"The War of representations"
In a care of clarification, and as scientific approach analysing the deep reasons of conflicts, Alexandre Del Valle analyses in the framework of the geopolitical method ("struggle of power over desired territories"), what he calls the "war of representations”, or "non militar", psychological and "mental war".
Thoses ones preside at the elaboration, by the political responsible faces of different struggling camps, of the processes of mobilization, which stumbling block is the most part of the time a rivalry of powers as to territories, resources and the strategies of influence. Sometimes, the stumbling block are also ideological stakes, namely when, fanatical (for example the Islamic Talibans, of AIG, of Ben Laden nets, Hamas, etc.), these one supplant momentarily the geo-economic requests. As reminds Del Valle, the identical, civilization and ideological representations are real, when even they are instrumentalized, as they “make sense” for thousands of human beings who are going to die for them and because they have real geo-political consequences.
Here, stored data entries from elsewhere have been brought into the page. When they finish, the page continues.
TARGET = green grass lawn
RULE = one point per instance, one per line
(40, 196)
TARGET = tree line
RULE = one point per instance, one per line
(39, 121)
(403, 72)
Considering that with the arrival of modern telecomputer science means and the general regaining of identically-orientated conflicts, consecutive at the end of the Cold War and the return of the identical rolled-back, consequence and reaction to the Globalization, the representations make more sense than ever, we think as to us that the statement war of representations is happier than ever to indicate this type of inseparable phenomena of the psychological and media war. From the point of media science and the psychological analysis, in fact, the war of representations dresses also a psychological and subversive dimension. In this context, the war of representations consists mainly to demoralize the enemy, distort his contact with the reality introducing to him a pseudo reality, a false representation of events more probably “true” and incontestable, as it seems irrefutable proved, even lived in direct by the stupefied spectator by “the reality” of the images. The technological progress in the domains of “virtual” thus contributed incontestable to break the boundary between the real and the imaginary, so that the strategies of collective manipulation at the services of authority and of the war were never as redoubtable as today, inside even of the societies said democratic.